Una cultura que integre el sentir de quienes no suelen expresar su voz ni su voto, a favor del comercio justo, el planeta verde, el aire puro, el desarrollo humano compatible con una economía sustentable, que no destruya sino que conserve el agua, la tierra, el cielo y todo lo que esta generación tenemos prestado.  

Si, necesitamos decrecer, no ser ambiciosos, sino menos ruines, menos indiferentes a las necesidades de los seres humanos y de todas las especies, que compartimos este pequeño pedazo del Sistema Solar, que no tiene repuestos.

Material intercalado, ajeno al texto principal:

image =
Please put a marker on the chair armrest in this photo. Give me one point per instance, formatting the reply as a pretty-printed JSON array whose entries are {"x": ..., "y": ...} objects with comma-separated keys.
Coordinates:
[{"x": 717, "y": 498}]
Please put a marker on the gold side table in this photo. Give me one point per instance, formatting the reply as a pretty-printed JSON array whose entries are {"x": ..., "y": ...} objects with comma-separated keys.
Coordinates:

Precisamos una actitud que refleje la actitud de los Pueblos Originarios, que ven en la Madre Tierra, la clave de la supervivencia a corto y largo plazo; porque de ella nace la vida, el alimento, el oxígeno y el suelo en que vivimos.

Unas conductas acordes con lo que necesita el 99% de la población, que no explota, no destruye, no acaba con la vida por el dinero, sino que trata de estar en el mundo de una manera amigable con sus vecinos y con los que están más allá de su mirada, aunque tienen los mismos anhelos de vivir, ser y convivir con los demás.

La frase “lo pequeño es hermoso” es una clave; no a las grandes empresas internacionales, sino preferir la pequeña empresa familiar; el huerto casero, la milpa que ha nutrido a la familia que lo cuida y protege; no al producto importado de miles de kilómetros, sino el consumo de la producción local o regional. No a la producción en serie, sino a la confección de la ropa, el calzado, la casa, con materias primas al alcance de la mano.

Solo así, podremos alimentarnos más de 10 mil millones de personas, sin que haya desnutridos -muchos-, sino bien alimentados; sólo así, habrá menos pobres y una mejor distribución de la riqueza. Menos (decrecer) puede ser más (desarrollo verdadero).